Living by grace



Greetings friends, hope you are well and enjoying this winter season as much as I am.


I have a question for you - have you ever been disappointed by someone you really looked up to?


Maybe you've been disillusioned, disenfranchised or even hurt through a series of events in which someone you had high expectations of let you down. It's probably happened to us all.


I can't tell you how many times I've spoken to people that confess a love and belief in God but don't go to church because someone at a church has hurt them, or according to them, behaved in an unseemly fashion.


If this hasn't happened to you, you probably know someone it has happened to.


I would encourage you, as I have the congregation at church, to take on a healthy disposition that prevails over such dysfunctional tendencies.


First, I remind the congregation themselves that all people are sinners, and that no one is perfect, except for God. None of us are God. Romans 3:23, "For all have sinned, and come short of the glory of God."


Secondly, I encourage the congregation not place any person on a pedestal, but to acknowledge and place Christ Jesus the Lord on His throne, that Christ might take the appropriate place of Lord and Master in their lives. When such is the case, then a spiritually healthy disposition may form in which God has the authority in their individual lives. When we have done this and formed a pattern of living life according to God's will, then life becomes a matter of growth, mistake, growth, mistake, growth, mistakes and more growth.

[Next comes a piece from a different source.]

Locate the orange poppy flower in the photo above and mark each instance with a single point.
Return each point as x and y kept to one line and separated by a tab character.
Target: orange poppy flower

Its tempting for Christians, it can be easy for us all, to be tempted to think of ourselves more highly than we ought. I'm reminded of St. Paul's statement where he viewed himself as a "chief sinner." That's right, the Apostle Paul. He wrote this of himself in the Bible. 1 Tim. 1:15, "Christ Jesus came into the world to save sinners, among whom I am foremost of all."


Thankfully Paul's understanding did not stop there. He grew to understand and glory in that, the greater his sins, the greater God's grace and love were demonstrated.


Romans 5:20, "Where sin increased, grace abounded all the more."


As we understand and experience God's amazing grace and love, God wants us to share it with others.


I hope that your disappointments and hurt may be replaced by God's grace and love. It works. Blessings.




-- Pastor Adam Barkley of First Baptist Church of Minden-Gardnerville is a member of Carson Valley Ministers' Association.